Update 30 June 2015: Factchecking whether there were people in Australia prior to Aboriginal people
Iain Davidson, refereed by Michael Westaway, refutes the suggestion of Senator Leyonhjelm. ‘The overwhelming weight of evidence’, says Davidson, ‘supports the idea that Aboriginal people were the first Australians’. Westaway supports this view.
Update 22 June 2015: fortified frontiers and white and black tactics
Ray Kerkhove looks at the evidence that both white and blacks in Queensland in the 1840s and 1850s built and manned fortified defences against each other.
Update 15 June 2015: The Secret River makes us ask about progress
Paul Daley reviews The Secret River ABC miniseries for Guardian Australia. Daley suggests people may ask ‘why pick at scabs?’ at a time when, for example, we are moving towards reconciliatory words being included in the Constitution.
There are many good reasons [he responds]. Not least is that by learning what happened we might understand how the legacy of extreme violence, dispossession and oppression manifests in an Indigenous Australia where some of the world’s worst social, economic and health disadvantage remains shamefully extant. The past aligns precisely with the present in today’s Aboriginal Australia, to the inescapable discomfort of the non-Indigenous.
Update 7 June 2015: war dances and real wars: Honest History First Peoples miscellany
Collection of articles on Gary Foley and Barrie Dexter, the British Museum exhibition, Jandamarra, Adam Goodes, Myall Creek and Fortress Campbell.
Update 20 May 2015: their centenary country: Honest History First Peoples miscellany
A collection of related articles 2014-15 touching on the Department of Defence, the Australian War Memorial, an Indigenous artist, ‘deficit discourse’, the Aurora Australis, Indigenous language, Adam Goodes, racism, constitutional recognition, and Pemulwuy.

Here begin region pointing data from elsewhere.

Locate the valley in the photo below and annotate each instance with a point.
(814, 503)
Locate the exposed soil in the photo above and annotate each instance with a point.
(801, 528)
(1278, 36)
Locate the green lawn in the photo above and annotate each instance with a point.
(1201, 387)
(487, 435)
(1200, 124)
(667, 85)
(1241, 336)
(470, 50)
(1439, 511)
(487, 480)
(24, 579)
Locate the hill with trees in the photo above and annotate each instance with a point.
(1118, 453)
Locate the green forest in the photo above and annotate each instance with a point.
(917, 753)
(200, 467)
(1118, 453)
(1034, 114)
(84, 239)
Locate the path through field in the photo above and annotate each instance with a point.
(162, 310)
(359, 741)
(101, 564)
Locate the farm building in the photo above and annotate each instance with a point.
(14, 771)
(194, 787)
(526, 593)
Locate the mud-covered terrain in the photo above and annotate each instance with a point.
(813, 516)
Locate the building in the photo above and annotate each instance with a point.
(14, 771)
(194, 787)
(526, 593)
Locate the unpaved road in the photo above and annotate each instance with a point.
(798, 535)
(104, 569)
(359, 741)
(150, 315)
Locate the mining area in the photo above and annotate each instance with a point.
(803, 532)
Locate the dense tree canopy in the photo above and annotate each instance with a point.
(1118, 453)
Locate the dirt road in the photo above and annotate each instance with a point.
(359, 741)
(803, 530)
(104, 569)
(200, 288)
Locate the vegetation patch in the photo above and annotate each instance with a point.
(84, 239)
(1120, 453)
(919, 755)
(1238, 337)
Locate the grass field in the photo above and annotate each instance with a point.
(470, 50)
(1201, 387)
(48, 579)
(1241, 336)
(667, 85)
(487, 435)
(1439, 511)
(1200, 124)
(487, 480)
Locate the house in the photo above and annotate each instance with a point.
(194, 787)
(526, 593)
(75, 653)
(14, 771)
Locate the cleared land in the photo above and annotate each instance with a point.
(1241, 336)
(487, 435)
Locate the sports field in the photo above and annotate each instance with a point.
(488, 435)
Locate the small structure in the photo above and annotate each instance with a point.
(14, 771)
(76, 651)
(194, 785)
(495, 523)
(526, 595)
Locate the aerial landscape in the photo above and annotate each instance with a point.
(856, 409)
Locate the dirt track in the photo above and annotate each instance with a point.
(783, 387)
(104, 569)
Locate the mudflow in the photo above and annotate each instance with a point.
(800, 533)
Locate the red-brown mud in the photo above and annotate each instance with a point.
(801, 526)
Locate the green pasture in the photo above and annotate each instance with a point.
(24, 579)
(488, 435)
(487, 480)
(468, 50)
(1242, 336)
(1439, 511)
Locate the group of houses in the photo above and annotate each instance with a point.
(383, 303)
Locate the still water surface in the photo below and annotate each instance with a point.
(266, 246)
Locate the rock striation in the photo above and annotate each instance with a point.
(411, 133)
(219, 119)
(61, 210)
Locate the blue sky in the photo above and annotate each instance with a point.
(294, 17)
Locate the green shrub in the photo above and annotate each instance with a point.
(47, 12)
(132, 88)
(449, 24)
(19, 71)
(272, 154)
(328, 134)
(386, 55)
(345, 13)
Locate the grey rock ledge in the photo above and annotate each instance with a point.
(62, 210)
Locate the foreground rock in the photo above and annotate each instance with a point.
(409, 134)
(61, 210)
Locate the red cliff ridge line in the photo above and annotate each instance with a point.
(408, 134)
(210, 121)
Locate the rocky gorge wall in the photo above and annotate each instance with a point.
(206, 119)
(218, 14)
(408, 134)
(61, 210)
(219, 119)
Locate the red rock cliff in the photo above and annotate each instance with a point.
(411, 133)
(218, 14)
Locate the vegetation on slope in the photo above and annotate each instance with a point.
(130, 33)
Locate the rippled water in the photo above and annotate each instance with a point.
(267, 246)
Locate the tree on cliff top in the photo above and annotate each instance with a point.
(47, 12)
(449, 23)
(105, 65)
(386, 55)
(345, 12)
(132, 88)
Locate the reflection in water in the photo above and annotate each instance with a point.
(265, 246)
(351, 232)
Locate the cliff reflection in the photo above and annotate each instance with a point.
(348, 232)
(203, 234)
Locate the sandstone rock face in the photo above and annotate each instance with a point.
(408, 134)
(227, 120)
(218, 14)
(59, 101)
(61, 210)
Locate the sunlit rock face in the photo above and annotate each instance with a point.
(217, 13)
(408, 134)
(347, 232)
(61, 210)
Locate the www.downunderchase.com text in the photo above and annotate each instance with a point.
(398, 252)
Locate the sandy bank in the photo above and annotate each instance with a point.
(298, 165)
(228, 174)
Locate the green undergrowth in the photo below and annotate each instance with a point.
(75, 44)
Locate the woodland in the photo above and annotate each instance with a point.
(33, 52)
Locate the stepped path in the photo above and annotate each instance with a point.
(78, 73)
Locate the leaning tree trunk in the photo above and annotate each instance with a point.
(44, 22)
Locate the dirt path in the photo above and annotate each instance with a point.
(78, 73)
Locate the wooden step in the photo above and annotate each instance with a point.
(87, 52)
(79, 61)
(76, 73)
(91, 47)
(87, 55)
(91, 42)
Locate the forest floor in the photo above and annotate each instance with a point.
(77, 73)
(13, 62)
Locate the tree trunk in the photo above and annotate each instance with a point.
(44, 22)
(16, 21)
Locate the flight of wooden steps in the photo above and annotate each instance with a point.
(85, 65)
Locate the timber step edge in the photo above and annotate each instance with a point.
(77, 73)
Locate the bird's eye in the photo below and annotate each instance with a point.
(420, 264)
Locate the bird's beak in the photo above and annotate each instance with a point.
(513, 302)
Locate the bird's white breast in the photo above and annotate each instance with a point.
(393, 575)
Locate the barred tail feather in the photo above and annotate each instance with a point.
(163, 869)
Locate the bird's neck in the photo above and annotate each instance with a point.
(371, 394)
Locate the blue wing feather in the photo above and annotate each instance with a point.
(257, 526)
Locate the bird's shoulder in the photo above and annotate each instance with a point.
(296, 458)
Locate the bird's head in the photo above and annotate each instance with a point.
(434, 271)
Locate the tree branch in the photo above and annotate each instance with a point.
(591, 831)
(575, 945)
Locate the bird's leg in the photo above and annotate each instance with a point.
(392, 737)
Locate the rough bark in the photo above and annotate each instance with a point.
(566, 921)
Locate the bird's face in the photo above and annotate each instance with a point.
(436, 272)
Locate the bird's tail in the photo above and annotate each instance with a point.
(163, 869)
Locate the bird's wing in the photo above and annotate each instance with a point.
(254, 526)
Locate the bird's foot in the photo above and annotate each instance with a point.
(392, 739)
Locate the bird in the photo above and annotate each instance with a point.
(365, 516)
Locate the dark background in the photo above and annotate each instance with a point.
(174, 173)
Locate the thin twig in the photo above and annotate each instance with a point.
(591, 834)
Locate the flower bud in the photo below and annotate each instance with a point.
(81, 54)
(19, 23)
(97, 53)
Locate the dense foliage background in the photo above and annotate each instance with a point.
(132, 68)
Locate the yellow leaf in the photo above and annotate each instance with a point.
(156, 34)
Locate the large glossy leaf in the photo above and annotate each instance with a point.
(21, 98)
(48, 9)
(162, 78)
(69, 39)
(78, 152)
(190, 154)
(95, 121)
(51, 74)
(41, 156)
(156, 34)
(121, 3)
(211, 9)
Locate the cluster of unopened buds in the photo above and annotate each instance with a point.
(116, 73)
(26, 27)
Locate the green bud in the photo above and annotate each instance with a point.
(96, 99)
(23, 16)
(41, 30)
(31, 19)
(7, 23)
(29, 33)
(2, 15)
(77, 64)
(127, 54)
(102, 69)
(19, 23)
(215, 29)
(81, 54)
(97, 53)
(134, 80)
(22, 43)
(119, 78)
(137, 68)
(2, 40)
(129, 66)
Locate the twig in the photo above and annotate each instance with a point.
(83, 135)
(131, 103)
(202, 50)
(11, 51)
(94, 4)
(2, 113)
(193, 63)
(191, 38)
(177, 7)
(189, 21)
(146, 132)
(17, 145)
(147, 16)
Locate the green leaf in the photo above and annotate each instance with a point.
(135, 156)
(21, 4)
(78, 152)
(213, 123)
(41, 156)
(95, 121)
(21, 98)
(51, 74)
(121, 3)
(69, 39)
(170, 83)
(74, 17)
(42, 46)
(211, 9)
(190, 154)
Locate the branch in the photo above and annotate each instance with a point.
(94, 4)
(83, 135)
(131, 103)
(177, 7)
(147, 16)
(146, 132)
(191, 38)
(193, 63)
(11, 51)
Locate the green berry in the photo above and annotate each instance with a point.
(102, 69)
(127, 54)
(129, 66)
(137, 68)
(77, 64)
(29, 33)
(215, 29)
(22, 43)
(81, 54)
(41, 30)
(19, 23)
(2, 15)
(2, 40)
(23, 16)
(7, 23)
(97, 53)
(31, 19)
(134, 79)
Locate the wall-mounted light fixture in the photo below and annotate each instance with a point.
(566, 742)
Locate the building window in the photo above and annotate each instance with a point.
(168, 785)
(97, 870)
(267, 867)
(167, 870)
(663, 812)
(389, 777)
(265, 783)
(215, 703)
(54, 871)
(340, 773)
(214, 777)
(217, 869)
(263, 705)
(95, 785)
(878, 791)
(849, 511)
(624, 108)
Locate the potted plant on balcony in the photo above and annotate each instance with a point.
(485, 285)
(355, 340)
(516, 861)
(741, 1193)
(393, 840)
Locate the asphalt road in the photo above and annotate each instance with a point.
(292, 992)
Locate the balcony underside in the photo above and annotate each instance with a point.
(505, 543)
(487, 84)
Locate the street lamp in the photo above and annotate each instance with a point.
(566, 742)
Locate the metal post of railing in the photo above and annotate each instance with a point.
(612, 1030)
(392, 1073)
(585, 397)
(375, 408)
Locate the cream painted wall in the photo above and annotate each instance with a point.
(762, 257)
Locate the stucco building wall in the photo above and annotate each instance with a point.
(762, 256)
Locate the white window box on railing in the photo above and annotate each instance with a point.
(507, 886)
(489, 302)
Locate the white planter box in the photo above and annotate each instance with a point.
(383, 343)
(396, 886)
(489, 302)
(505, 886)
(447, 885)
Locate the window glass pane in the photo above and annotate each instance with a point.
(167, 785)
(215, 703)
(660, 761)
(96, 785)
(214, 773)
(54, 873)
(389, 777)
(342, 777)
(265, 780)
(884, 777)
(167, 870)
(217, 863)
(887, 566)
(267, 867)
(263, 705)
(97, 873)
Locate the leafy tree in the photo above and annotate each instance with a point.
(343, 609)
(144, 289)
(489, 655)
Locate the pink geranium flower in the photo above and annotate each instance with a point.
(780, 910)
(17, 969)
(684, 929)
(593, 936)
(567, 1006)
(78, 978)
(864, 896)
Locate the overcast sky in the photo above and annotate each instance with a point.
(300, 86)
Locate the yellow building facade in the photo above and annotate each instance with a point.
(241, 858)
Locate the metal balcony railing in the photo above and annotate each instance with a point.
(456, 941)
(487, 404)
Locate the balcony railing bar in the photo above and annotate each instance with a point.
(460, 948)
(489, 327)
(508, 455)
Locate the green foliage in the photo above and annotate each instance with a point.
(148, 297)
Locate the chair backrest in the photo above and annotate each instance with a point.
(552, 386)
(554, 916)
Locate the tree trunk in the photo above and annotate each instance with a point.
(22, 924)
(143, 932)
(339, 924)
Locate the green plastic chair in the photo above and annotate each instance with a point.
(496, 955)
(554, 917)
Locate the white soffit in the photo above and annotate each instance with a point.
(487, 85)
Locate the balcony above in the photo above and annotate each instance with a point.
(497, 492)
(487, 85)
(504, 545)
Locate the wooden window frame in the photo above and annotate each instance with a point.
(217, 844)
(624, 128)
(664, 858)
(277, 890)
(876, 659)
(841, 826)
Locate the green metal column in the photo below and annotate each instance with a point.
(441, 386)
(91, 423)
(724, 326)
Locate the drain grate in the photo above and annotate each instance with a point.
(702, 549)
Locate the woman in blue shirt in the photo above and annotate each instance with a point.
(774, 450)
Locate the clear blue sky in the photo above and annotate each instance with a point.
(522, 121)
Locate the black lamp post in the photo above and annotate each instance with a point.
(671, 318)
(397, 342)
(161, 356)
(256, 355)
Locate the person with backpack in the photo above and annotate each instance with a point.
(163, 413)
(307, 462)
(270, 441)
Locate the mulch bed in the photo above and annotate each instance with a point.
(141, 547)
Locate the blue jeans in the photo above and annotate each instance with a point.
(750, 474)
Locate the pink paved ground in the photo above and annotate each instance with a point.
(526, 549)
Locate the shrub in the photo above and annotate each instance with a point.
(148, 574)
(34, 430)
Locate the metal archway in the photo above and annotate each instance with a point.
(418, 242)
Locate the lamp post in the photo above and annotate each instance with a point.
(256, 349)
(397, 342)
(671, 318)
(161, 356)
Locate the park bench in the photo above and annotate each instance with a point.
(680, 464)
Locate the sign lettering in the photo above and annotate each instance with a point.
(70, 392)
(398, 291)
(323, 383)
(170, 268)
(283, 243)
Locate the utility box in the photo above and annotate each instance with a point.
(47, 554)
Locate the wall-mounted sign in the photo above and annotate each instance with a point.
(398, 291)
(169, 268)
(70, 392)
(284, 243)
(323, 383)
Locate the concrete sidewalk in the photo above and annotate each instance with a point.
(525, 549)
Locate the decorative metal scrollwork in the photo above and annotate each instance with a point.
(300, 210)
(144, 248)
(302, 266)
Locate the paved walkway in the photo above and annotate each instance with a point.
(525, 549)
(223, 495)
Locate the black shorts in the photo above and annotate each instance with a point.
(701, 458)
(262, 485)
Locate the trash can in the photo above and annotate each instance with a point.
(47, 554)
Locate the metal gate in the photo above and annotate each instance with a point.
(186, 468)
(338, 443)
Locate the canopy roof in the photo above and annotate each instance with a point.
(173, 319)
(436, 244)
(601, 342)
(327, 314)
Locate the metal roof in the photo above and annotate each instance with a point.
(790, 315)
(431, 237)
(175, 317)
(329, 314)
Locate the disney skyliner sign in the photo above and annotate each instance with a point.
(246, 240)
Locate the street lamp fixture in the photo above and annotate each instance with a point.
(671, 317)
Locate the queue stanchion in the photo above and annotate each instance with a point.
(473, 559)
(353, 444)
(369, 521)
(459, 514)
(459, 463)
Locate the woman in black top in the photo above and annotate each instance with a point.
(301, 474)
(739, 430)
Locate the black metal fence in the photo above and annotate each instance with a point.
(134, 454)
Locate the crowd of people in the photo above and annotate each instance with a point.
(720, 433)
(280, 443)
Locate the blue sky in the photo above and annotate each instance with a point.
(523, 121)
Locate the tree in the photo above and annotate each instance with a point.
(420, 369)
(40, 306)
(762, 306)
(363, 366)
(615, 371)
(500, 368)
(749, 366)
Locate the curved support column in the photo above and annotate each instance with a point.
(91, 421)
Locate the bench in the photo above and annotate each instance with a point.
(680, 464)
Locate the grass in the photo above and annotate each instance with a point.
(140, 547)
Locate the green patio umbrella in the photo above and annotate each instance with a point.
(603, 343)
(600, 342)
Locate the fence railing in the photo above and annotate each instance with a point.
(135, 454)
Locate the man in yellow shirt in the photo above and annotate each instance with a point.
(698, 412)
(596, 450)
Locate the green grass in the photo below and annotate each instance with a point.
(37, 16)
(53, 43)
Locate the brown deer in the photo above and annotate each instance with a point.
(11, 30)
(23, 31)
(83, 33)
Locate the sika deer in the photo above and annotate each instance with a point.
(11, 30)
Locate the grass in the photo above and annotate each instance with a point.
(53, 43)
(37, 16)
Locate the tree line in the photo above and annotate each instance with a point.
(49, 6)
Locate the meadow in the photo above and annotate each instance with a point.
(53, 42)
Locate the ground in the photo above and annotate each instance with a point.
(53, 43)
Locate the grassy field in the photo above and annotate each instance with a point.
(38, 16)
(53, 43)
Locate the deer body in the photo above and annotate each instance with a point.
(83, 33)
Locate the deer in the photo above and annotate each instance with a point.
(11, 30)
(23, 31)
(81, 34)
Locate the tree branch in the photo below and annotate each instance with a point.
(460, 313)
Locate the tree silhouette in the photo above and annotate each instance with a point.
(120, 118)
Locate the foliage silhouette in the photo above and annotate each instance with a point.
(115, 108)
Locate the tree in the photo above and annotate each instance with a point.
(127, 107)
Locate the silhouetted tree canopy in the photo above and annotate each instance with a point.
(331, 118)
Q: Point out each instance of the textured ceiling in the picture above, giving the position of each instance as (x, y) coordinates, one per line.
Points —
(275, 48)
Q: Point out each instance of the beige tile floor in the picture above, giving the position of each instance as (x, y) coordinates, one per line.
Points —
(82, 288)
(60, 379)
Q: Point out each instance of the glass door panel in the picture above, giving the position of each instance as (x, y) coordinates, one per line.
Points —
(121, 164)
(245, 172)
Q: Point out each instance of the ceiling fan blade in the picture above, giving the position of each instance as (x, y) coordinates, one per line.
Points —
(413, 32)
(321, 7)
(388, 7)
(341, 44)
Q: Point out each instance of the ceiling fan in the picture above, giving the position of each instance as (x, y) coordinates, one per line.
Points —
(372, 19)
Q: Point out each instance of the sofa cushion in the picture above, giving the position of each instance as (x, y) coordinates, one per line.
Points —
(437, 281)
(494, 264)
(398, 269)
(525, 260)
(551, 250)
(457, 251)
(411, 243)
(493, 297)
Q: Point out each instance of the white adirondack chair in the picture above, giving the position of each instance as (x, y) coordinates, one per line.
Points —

Update 8 May 2015: British Museum Indigenous Australian exhibition
Maria Nugent writes in Inside Story about this controversial show. ‘It is’, Nugent says, in an understatement, ‘no easy task to negotiate the intricate politics of history and memory when it comes to Australia’s colonial past, and critics and visitors can sometimes underestimate the challenge’. Paul Daley also wrote about the exhibition and related issues (Update 9 April below) and the Prince of Wales opened it, comparing the importance of Australia’s Indigenous heritage with that of Anzac.
Update 6 May 2015: reconciliation, please, but don’t mention the war
David Reid writes about an early incident in the Canberra area, involving First Australians and white settlers.
Update 29 April 2015: Anzac march restrictions on First Australians
Amy McQuire reports in New Matilda on confrontation between Australian Federal Police and First Australians seeking to join the Anzac Day march. It emerges from the video accompanying the article that the orders the police were following come from the RSL who are in charge of the Order of March.
Earlier, McQuire had written that Gallipoli could never define Australia like the Frontier Wars did. Henry Reynolds has written that the Frontier Wars were arguably our most important conflict.
So if we are talking about war, it was clearly one of the few significant wars in Australian history and arguably the single most important one. For Indigenous Australia it was their Great War (Reynolds, Forgotten War, p. 248)
Timothy Bottoms also wrote about the Frontier Wars in an Anzac centenary context while the Working Group for Aboriginal Rights (WGAR) produced a great list of resources, including many links.
Update 9 April 2015: British Museum battle
Paul Daley writes in Guardian Australia about the battle brewing at the British Museum over a new exhibition of some of the Museum’s 6000 Indigenous Australian artefacts. There are likely to be Indigenous protests over this exhibition and a related one in Canberra, particularly because new legislation stymies Indigenous moves to have artefacts repatriated.
An elegant exhibition catalogue does not attempt to sugar-coat the violence against and dispossession of the locals, who died in vast numbers (estimates vary from a conservative 20,000 to at least 60,000) in clashes with explorers, settlers, British soldiers and police until the last accepted massacre at Coniston, Northern Territory, in 1928. “The essential truth is that Aboriginal people were dispossessed from their land by force, their populations reduced by disease and violence, and their cultural beliefs and practices disrespected and sometimes destroyed.”